Roll Me Up and Smoke Me When I Die – Musings From The Road, by Willie Nelson
This book comes to me from the hands of an old friend, a guy involved in the entertainment industry, a fellow who shares much of my view of life, who has frequently gifted me with silly, nonsensical things.
Silly and nonsensical things? You’re not saying a book by Willie, the reigning sage of country music and a true American treasure, is silly and nonsensical, are you? Well…yes and no. All right then, you ask, what is the book like?
Sometimes, within all the meaningful books and great literature around you, there might just lie a whimsical work. One not too deep, perhaps humorous, something that’s meant to purely entertain, without all the pedantry of deep literature, and with the import of an underinflated tire. I do admit that that’s what Nelson accomplishes in Roll Me Up and Smoke Me When I Die. He’s referring in the title, of course, to his pot smoking habit, and he tosses that one off as easily as the many overused, corny jokes he shares with the book’s readers.
Willie’s not one to dwell on self-importance; in fact, this book is more about his family and friends than himself.

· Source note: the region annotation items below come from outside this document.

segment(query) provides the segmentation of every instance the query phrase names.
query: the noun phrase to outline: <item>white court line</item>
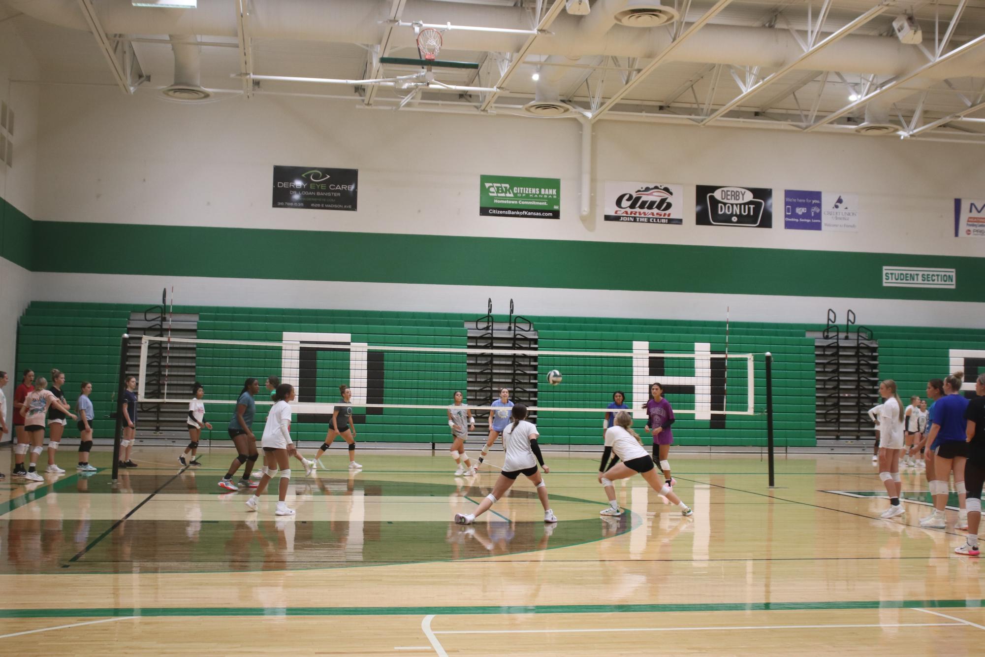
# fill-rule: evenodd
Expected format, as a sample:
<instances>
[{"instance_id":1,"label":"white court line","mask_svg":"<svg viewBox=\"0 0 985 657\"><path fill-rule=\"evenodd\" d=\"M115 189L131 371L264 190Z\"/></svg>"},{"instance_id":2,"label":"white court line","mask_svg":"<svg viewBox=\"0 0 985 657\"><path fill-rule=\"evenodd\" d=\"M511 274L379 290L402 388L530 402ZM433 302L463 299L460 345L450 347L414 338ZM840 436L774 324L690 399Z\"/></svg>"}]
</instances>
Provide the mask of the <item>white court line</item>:
<instances>
[{"instance_id":1,"label":"white court line","mask_svg":"<svg viewBox=\"0 0 985 657\"><path fill-rule=\"evenodd\" d=\"M933 613L933 612L932 612ZM939 616L944 616L940 614ZM951 618L951 617L948 617ZM952 619L960 621L960 619ZM717 625L712 627L600 627L572 629L444 629L435 634L549 634L560 632L673 632L705 629L828 629L842 627L942 627L964 624L959 623L873 623L861 624L833 625ZM976 625L980 627L981 625ZM982 627L985 629L985 627Z\"/></svg>"},{"instance_id":2,"label":"white court line","mask_svg":"<svg viewBox=\"0 0 985 657\"><path fill-rule=\"evenodd\" d=\"M85 623L73 623L69 625L55 625L54 627L41 627L40 629L28 629L23 632L14 632L13 634L0 634L0 638L10 638L11 636L22 636L24 634L36 634L37 632L46 632L52 629L67 629L69 627L79 627L82 625L95 625L98 623L112 623L113 621L128 621L139 618L139 616L119 616L112 619L100 619L99 621L86 621Z\"/></svg>"},{"instance_id":3,"label":"white court line","mask_svg":"<svg viewBox=\"0 0 985 657\"><path fill-rule=\"evenodd\" d=\"M914 607L914 611L923 612L924 614L933 614L934 616L940 616L944 619L951 619L952 621L957 621L961 624L971 625L972 627L978 627L978 629L985 629L985 625L980 625L977 623L971 623L970 621L965 621L964 619L959 619L956 616L948 616L947 614L942 614L941 612L932 612L929 609L922 609L920 607ZM0 637L2 638L2 637Z\"/></svg>"},{"instance_id":4,"label":"white court line","mask_svg":"<svg viewBox=\"0 0 985 657\"><path fill-rule=\"evenodd\" d=\"M428 614L427 616L426 616L424 620L421 622L421 629L424 630L425 636L427 636L427 640L430 641L431 647L434 648L434 652L437 653L437 656L448 657L448 653L446 653L444 651L444 648L441 647L441 642L437 640L437 637L434 636L434 632L431 631L430 622L432 620L434 620L433 614Z\"/></svg>"}]
</instances>

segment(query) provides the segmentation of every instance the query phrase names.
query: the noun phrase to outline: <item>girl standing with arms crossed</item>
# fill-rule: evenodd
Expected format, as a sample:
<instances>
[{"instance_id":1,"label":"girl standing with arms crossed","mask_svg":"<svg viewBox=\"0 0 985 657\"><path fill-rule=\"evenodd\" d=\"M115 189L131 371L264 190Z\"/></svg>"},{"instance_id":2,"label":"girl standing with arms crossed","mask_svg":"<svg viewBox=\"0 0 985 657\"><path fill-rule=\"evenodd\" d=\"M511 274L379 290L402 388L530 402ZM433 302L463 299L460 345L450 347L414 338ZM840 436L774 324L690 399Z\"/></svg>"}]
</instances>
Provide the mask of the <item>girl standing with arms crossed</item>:
<instances>
[{"instance_id":1,"label":"girl standing with arms crossed","mask_svg":"<svg viewBox=\"0 0 985 657\"><path fill-rule=\"evenodd\" d=\"M664 399L662 385L659 383L650 385L650 399L646 400L643 408L650 417L646 422L646 430L653 435L653 462L660 465L667 486L674 488L677 481L671 477L671 462L667 460L671 445L674 444L674 434L671 433L674 409L671 408L671 403Z\"/></svg>"}]
</instances>

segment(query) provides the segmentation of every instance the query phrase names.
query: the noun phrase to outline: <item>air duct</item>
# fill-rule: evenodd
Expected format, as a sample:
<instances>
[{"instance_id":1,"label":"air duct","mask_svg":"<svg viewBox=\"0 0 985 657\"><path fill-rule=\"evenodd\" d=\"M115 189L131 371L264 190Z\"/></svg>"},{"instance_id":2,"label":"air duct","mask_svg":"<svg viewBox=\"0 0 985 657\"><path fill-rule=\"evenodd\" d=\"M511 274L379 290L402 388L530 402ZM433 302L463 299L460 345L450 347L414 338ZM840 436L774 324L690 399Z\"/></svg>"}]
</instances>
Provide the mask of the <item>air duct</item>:
<instances>
[{"instance_id":1,"label":"air duct","mask_svg":"<svg viewBox=\"0 0 985 657\"><path fill-rule=\"evenodd\" d=\"M197 37L195 34L170 34L169 38L174 51L174 82L161 93L179 102L208 100L212 93L201 84L202 46L198 45Z\"/></svg>"}]
</instances>

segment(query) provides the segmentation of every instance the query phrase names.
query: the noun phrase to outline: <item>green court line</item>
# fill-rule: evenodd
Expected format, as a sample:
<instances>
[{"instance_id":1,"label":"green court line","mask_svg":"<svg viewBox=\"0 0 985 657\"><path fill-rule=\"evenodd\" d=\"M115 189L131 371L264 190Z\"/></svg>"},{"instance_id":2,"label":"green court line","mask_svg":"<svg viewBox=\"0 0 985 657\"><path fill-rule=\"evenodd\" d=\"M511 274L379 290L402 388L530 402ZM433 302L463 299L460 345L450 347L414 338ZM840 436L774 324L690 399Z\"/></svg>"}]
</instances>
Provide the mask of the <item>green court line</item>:
<instances>
[{"instance_id":1,"label":"green court line","mask_svg":"<svg viewBox=\"0 0 985 657\"><path fill-rule=\"evenodd\" d=\"M105 607L96 609L4 609L0 619L105 618L115 616L484 616L519 614L662 614L666 612L779 612L863 609L961 609L985 607L985 599L850 600L844 602L718 602L671 605L515 605L454 607Z\"/></svg>"}]
</instances>

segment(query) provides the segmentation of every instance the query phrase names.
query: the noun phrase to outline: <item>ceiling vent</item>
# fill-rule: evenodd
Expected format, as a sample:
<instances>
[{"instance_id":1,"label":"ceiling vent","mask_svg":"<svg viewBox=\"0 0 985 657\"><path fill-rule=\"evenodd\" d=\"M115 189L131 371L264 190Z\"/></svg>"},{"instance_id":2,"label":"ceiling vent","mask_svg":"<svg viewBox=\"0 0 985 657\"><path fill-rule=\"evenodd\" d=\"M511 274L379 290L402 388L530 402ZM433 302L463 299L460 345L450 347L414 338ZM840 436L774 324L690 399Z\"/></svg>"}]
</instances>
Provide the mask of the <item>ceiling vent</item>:
<instances>
[{"instance_id":1,"label":"ceiling vent","mask_svg":"<svg viewBox=\"0 0 985 657\"><path fill-rule=\"evenodd\" d=\"M874 123L866 121L865 123L860 123L856 126L855 132L860 135L871 136L892 135L899 132L899 126L891 123Z\"/></svg>"},{"instance_id":2,"label":"ceiling vent","mask_svg":"<svg viewBox=\"0 0 985 657\"><path fill-rule=\"evenodd\" d=\"M560 100L532 100L523 105L523 111L533 116L563 116L571 111L571 105Z\"/></svg>"},{"instance_id":3,"label":"ceiling vent","mask_svg":"<svg viewBox=\"0 0 985 657\"><path fill-rule=\"evenodd\" d=\"M665 7L652 0L631 0L613 17L616 23L627 28L656 28L674 23L681 18L673 7Z\"/></svg>"}]
</instances>

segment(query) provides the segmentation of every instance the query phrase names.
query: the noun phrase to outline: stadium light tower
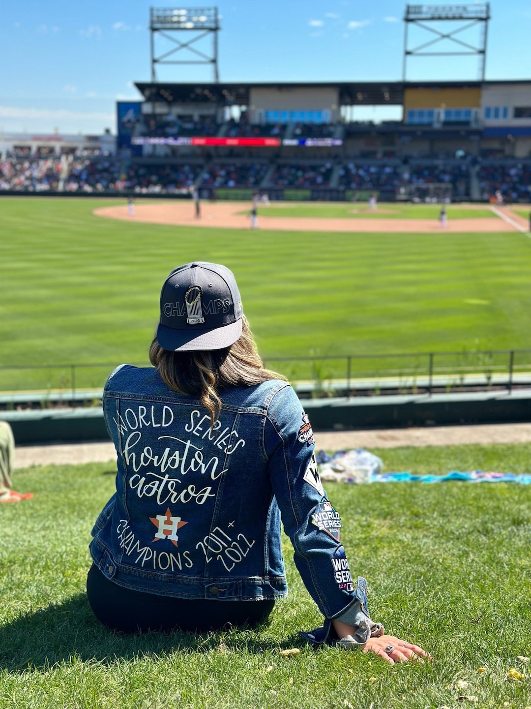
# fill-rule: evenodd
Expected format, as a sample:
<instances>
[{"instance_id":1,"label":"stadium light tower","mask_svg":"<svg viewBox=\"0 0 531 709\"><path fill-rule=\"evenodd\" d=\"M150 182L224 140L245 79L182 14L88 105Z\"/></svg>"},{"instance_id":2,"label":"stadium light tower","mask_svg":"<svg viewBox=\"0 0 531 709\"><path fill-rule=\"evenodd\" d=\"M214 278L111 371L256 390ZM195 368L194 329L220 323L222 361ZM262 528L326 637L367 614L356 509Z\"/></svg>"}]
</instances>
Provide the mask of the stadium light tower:
<instances>
[{"instance_id":1,"label":"stadium light tower","mask_svg":"<svg viewBox=\"0 0 531 709\"><path fill-rule=\"evenodd\" d=\"M474 3L473 5L406 5L404 22L406 32L404 37L404 57L402 80L406 81L407 60L408 57L449 57L449 56L479 56L479 78L485 80L485 59L487 50L487 28L491 18L491 7L489 3ZM454 27L451 32L441 32L440 30L430 26L431 23L441 21L451 21ZM427 32L436 36L427 42L413 48L409 48L408 43L408 30L411 24L416 25ZM480 40L478 45L464 42L454 35L464 30L468 30L476 25L481 26ZM425 50L433 47L434 45L448 40L457 46L459 51L430 51Z\"/></svg>"},{"instance_id":2,"label":"stadium light tower","mask_svg":"<svg viewBox=\"0 0 531 709\"><path fill-rule=\"evenodd\" d=\"M155 8L150 9L150 34L151 43L151 80L157 81L157 65L160 64L211 64L214 81L219 82L218 72L218 31L220 29L217 7ZM184 33L188 35L185 38ZM200 40L212 35L212 51L210 54L192 47ZM164 38L173 46L157 53L157 38ZM176 59L175 55L183 52L185 57Z\"/></svg>"}]
</instances>

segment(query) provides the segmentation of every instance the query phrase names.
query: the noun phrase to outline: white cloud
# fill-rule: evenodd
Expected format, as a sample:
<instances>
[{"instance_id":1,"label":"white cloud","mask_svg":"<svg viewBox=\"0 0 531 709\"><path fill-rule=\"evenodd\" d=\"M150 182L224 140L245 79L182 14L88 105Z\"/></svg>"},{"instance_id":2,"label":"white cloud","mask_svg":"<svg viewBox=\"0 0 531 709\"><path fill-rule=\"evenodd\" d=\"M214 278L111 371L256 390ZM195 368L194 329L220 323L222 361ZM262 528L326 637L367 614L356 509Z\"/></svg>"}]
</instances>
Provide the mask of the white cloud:
<instances>
[{"instance_id":1,"label":"white cloud","mask_svg":"<svg viewBox=\"0 0 531 709\"><path fill-rule=\"evenodd\" d=\"M350 30L358 30L360 27L365 27L370 23L369 20L351 20L347 26Z\"/></svg>"},{"instance_id":2,"label":"white cloud","mask_svg":"<svg viewBox=\"0 0 531 709\"><path fill-rule=\"evenodd\" d=\"M79 30L79 34L87 40L101 40L101 28L99 25L89 25L86 30Z\"/></svg>"}]
</instances>

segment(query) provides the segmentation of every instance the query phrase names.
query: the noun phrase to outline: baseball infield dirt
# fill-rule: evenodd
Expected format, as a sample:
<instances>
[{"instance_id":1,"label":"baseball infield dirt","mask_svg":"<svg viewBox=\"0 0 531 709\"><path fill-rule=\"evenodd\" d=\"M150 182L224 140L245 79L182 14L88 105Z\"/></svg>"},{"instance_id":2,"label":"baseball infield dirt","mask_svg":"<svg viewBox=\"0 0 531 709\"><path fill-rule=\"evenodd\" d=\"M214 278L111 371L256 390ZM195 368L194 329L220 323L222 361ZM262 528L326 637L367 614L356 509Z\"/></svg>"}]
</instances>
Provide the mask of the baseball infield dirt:
<instances>
[{"instance_id":1,"label":"baseball infield dirt","mask_svg":"<svg viewBox=\"0 0 531 709\"><path fill-rule=\"evenodd\" d=\"M151 224L169 224L179 226L201 226L248 229L249 217L238 213L249 208L247 202L220 202L201 203L201 217L194 216L194 203L189 200L175 201L162 200L159 202L136 204L135 214L128 214L126 205L102 207L95 209L98 216L125 221L145 222ZM511 212L511 216L513 213ZM521 218L515 216L515 221ZM325 218L320 217L265 217L259 215L259 222L262 229L275 231L335 231L335 232L380 232L411 233L412 232L439 233L443 230L435 219L378 219ZM445 230L447 232L518 231L518 227L502 218L449 219Z\"/></svg>"}]
</instances>

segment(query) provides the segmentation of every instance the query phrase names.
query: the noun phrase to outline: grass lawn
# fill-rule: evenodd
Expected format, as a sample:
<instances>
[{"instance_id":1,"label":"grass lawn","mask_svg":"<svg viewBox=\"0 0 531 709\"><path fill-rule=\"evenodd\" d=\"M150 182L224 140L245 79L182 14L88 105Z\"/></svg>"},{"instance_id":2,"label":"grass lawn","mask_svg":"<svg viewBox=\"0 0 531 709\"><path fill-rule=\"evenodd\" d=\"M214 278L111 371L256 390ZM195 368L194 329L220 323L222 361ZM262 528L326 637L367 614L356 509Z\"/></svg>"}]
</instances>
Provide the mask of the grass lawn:
<instances>
[{"instance_id":1,"label":"grass lawn","mask_svg":"<svg viewBox=\"0 0 531 709\"><path fill-rule=\"evenodd\" d=\"M257 233L91 214L112 203L0 199L0 364L146 362L162 284L194 260L234 271L264 357L531 347L531 241L519 233L323 233L316 220ZM77 384L108 372L79 370ZM67 367L0 371L0 390L57 386L69 386Z\"/></svg>"},{"instance_id":2,"label":"grass lawn","mask_svg":"<svg viewBox=\"0 0 531 709\"><path fill-rule=\"evenodd\" d=\"M440 204L401 204L399 202L379 203L374 211L367 202L272 202L269 207L259 205L258 213L264 217L342 217L356 218L371 217L375 219L438 219ZM447 206L449 219L476 219L499 217L488 207L461 207ZM249 210L240 212L248 214Z\"/></svg>"},{"instance_id":3,"label":"grass lawn","mask_svg":"<svg viewBox=\"0 0 531 709\"><path fill-rule=\"evenodd\" d=\"M531 445L375 450L386 469L531 471ZM372 616L431 651L391 667L362 653L314 652L297 633L320 617L289 542L290 595L269 625L201 635L122 637L99 625L84 580L92 523L114 467L32 468L33 500L0 506L2 709L435 709L531 704L531 489L506 484L329 484ZM280 656L296 647L295 657ZM484 667L486 671L478 674ZM508 678L511 668L522 681ZM459 688L459 681L469 683ZM457 702L474 696L476 703Z\"/></svg>"}]
</instances>

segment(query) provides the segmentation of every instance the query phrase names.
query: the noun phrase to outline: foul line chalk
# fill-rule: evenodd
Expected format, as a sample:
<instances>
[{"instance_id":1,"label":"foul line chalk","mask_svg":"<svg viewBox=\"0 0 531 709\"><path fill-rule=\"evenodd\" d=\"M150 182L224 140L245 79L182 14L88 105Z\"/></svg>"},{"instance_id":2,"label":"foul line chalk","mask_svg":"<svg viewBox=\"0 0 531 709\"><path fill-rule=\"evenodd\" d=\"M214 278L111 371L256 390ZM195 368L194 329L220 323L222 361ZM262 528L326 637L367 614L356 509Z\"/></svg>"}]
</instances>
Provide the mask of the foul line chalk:
<instances>
[{"instance_id":1,"label":"foul line chalk","mask_svg":"<svg viewBox=\"0 0 531 709\"><path fill-rule=\"evenodd\" d=\"M510 217L508 217L506 214L504 214L503 212L501 212L500 210L496 209L496 207L491 207L491 209L495 214L497 214L498 217L501 217L504 221L506 221L508 224L510 224L512 226L518 229L518 231L521 231L522 234L525 234L526 236L529 236L530 238L531 238L531 235L528 233L527 230L522 227L521 224L515 222L514 219L511 219Z\"/></svg>"}]
</instances>

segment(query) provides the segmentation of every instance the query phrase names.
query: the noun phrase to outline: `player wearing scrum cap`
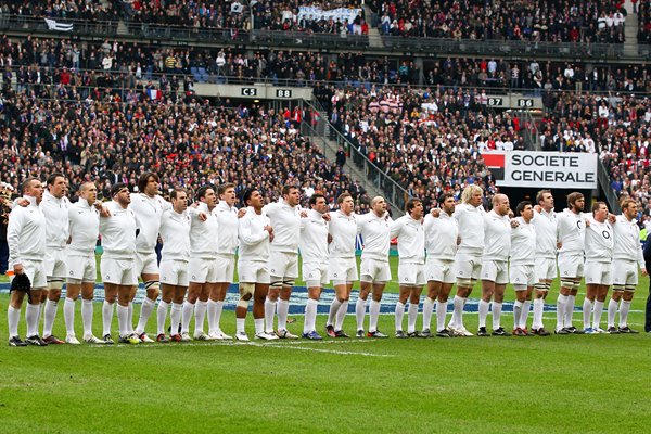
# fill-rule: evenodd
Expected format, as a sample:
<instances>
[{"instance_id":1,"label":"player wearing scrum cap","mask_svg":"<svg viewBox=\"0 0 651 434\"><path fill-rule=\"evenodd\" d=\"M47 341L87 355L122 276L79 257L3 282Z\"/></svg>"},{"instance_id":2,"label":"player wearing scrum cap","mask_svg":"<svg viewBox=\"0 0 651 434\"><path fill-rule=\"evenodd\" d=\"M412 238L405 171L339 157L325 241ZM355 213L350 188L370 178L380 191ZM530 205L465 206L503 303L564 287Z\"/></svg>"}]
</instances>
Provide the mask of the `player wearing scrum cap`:
<instances>
[{"instance_id":1,"label":"player wearing scrum cap","mask_svg":"<svg viewBox=\"0 0 651 434\"><path fill-rule=\"evenodd\" d=\"M67 253L68 277L63 305L65 342L78 345L75 335L75 302L81 294L81 319L84 341L104 344L92 334L93 293L97 279L94 251L100 234L100 212L95 208L98 189L92 182L84 182L78 191L79 201L68 208L71 243Z\"/></svg>"},{"instance_id":2,"label":"player wearing scrum cap","mask_svg":"<svg viewBox=\"0 0 651 434\"><path fill-rule=\"evenodd\" d=\"M238 275L240 277L240 301L235 308L235 339L248 341L245 330L248 303L253 297L255 337L265 341L278 339L265 332L265 299L269 292L269 244L273 241L273 228L263 210L264 197L256 189L244 192L246 214L239 221L240 239Z\"/></svg>"},{"instance_id":3,"label":"player wearing scrum cap","mask_svg":"<svg viewBox=\"0 0 651 434\"><path fill-rule=\"evenodd\" d=\"M273 314L278 308L278 330L281 339L297 339L288 331L290 296L298 277L298 240L301 238L301 190L283 186L282 199L265 206L265 214L273 227L273 241L269 246L269 273L271 286L265 301L266 332L273 333Z\"/></svg>"},{"instance_id":4,"label":"player wearing scrum cap","mask_svg":"<svg viewBox=\"0 0 651 434\"><path fill-rule=\"evenodd\" d=\"M154 342L144 331L149 318L154 311L154 305L159 294L158 258L156 256L156 243L161 231L161 219L163 213L170 208L159 195L159 178L152 171L145 171L138 178L138 194L133 194L130 209L133 210L138 221L138 238L136 240L136 275L140 276L146 291L140 308L140 319L136 327L136 334L142 342ZM131 299L136 296L137 288L133 288ZM129 318L132 316L129 311ZM129 327L132 322L129 319Z\"/></svg>"},{"instance_id":5,"label":"player wearing scrum cap","mask_svg":"<svg viewBox=\"0 0 651 434\"><path fill-rule=\"evenodd\" d=\"M534 284L534 322L532 333L548 336L542 326L545 298L558 275L557 267L557 214L553 210L553 195L549 190L540 190L536 195L537 206L532 220L536 231L536 283Z\"/></svg>"},{"instance_id":6,"label":"player wearing scrum cap","mask_svg":"<svg viewBox=\"0 0 651 434\"><path fill-rule=\"evenodd\" d=\"M369 308L369 337L386 337L378 331L380 317L380 302L386 282L391 280L388 265L388 250L391 247L391 224L393 222L387 212L384 197L376 196L371 200L371 212L357 216L357 228L363 240L361 251L361 267L359 297L355 305L357 319L357 337L363 337L363 317L369 293L372 291L371 306Z\"/></svg>"},{"instance_id":7,"label":"player wearing scrum cap","mask_svg":"<svg viewBox=\"0 0 651 434\"><path fill-rule=\"evenodd\" d=\"M52 174L46 182L46 192L40 203L48 225L46 250L46 273L48 291L43 293L43 341L48 344L63 344L63 341L52 335L52 327L56 317L56 307L61 299L61 289L67 276L66 243L68 241L68 208L71 203L66 197L68 184L63 174Z\"/></svg>"},{"instance_id":8,"label":"player wearing scrum cap","mask_svg":"<svg viewBox=\"0 0 651 434\"><path fill-rule=\"evenodd\" d=\"M350 193L342 193L336 200L339 210L330 213L328 275L334 285L334 299L330 304L326 333L330 337L348 337L344 332L344 319L348 312L348 299L353 282L358 279L355 259L357 216L353 213L355 202Z\"/></svg>"},{"instance_id":9,"label":"player wearing scrum cap","mask_svg":"<svg viewBox=\"0 0 651 434\"><path fill-rule=\"evenodd\" d=\"M451 193L443 193L438 197L441 214L434 217L425 216L425 277L427 279L427 297L423 302L423 331L422 335L429 337L432 322L432 312L436 303L436 335L450 337L452 333L445 328L447 302L452 285L455 284L455 255L459 238L459 224L452 217L456 201Z\"/></svg>"},{"instance_id":10,"label":"player wearing scrum cap","mask_svg":"<svg viewBox=\"0 0 651 434\"><path fill-rule=\"evenodd\" d=\"M567 208L557 214L557 240L559 248L559 272L561 289L557 299L557 334L576 332L572 326L572 315L576 293L584 276L584 240L586 218L583 213L585 199L582 193L567 194Z\"/></svg>"},{"instance_id":11,"label":"player wearing scrum cap","mask_svg":"<svg viewBox=\"0 0 651 434\"><path fill-rule=\"evenodd\" d=\"M303 257L303 280L307 285L305 322L303 337L320 341L317 333L317 307L321 291L328 283L328 202L323 194L315 193L309 197L310 209L301 219L301 256Z\"/></svg>"},{"instance_id":12,"label":"player wearing scrum cap","mask_svg":"<svg viewBox=\"0 0 651 434\"><path fill-rule=\"evenodd\" d=\"M622 201L622 215L613 225L613 295L608 305L608 331L610 333L637 333L628 327L628 311L638 284L638 265L647 276L644 256L637 225L637 204L631 199ZM615 328L615 315L620 303L620 328Z\"/></svg>"},{"instance_id":13,"label":"player wearing scrum cap","mask_svg":"<svg viewBox=\"0 0 651 434\"><path fill-rule=\"evenodd\" d=\"M100 261L102 280L104 281L104 305L102 307L103 340L113 344L111 321L113 307L117 301L117 322L119 342L126 344L140 343L129 326L129 304L131 290L138 283L133 270L136 256L136 215L129 207L131 195L126 183L118 182L111 188L111 197L105 207L110 216L100 218L100 234L104 253Z\"/></svg>"},{"instance_id":14,"label":"player wearing scrum cap","mask_svg":"<svg viewBox=\"0 0 651 434\"><path fill-rule=\"evenodd\" d=\"M420 337L416 330L420 294L425 280L425 231L423 228L423 203L410 199L405 205L406 215L391 225L391 239L398 239L398 288L395 323L396 337ZM407 314L407 334L403 331L405 304L409 299Z\"/></svg>"},{"instance_id":15,"label":"player wearing scrum cap","mask_svg":"<svg viewBox=\"0 0 651 434\"><path fill-rule=\"evenodd\" d=\"M511 225L511 266L509 280L515 290L513 304L513 334L528 335L526 321L536 283L536 228L532 224L534 208L523 201L515 207L515 221Z\"/></svg>"},{"instance_id":16,"label":"player wearing scrum cap","mask_svg":"<svg viewBox=\"0 0 651 434\"><path fill-rule=\"evenodd\" d=\"M217 222L217 195L212 186L204 186L196 191L197 210L207 217L202 220L199 214L190 220L190 263L188 264L188 298L183 303L181 335L189 334L190 319L194 311L194 339L209 340L203 324L210 292L217 284L217 243L219 225Z\"/></svg>"},{"instance_id":17,"label":"player wearing scrum cap","mask_svg":"<svg viewBox=\"0 0 651 434\"><path fill-rule=\"evenodd\" d=\"M171 304L170 340L173 342L191 341L189 333L178 332L183 309L183 297L188 290L188 261L190 260L190 216L188 209L188 193L184 189L174 189L169 193L171 209L163 213L161 218L161 302L156 311L156 341L169 342L165 336L167 308Z\"/></svg>"},{"instance_id":18,"label":"player wearing scrum cap","mask_svg":"<svg viewBox=\"0 0 651 434\"><path fill-rule=\"evenodd\" d=\"M509 197L493 196L493 209L484 215L484 253L482 256L482 299L480 299L480 330L477 336L489 336L486 330L488 306L493 299L493 335L509 336L500 323L505 289L509 283L509 254L511 251L511 220Z\"/></svg>"},{"instance_id":19,"label":"player wearing scrum cap","mask_svg":"<svg viewBox=\"0 0 651 434\"><path fill-rule=\"evenodd\" d=\"M482 206L484 190L471 184L461 193L462 203L455 208L454 217L459 224L461 242L455 256L455 275L457 277L457 295L455 308L448 329L458 336L472 336L463 326L463 306L472 292L474 283L482 271L482 253L484 250L484 225Z\"/></svg>"},{"instance_id":20,"label":"player wearing scrum cap","mask_svg":"<svg viewBox=\"0 0 651 434\"><path fill-rule=\"evenodd\" d=\"M9 326L9 345L47 346L48 344L38 335L38 319L40 312L41 295L47 291L46 279L46 244L47 219L39 204L43 197L43 186L36 178L23 182L23 197L28 201L27 206L15 206L9 215L7 228L7 244L9 245L9 267L14 276L26 275L31 283L29 299L25 310L27 322L27 339L25 342L18 336L18 321L25 292L12 291L7 311ZM15 278L14 278L15 279Z\"/></svg>"}]
</instances>

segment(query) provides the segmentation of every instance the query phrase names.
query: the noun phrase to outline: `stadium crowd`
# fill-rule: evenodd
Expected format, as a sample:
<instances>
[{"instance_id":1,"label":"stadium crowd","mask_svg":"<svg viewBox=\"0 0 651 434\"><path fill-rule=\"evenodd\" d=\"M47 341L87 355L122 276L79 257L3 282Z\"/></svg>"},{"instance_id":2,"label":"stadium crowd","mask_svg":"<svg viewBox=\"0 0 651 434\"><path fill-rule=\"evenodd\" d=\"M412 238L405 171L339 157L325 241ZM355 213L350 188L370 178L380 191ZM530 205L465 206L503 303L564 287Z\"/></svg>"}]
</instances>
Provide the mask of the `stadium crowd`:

In it he comes across as an engaging band member, a life-long friend of many, and a man who dearly loves his family. In fact, he’s ceded a large number of the passages in the book to his wife and children.
I often get rid of books that don’t teach me something about the world, about life, about writing, and I could easily put this one in that category, but I’m going to hang onto it. One day I’ll enjoy watching someone peruse my library, my collection of the finest and best, and sizing me up based on the books I own. Then I’ll smile at his or her quizzical reaction in finding this one stuck among them.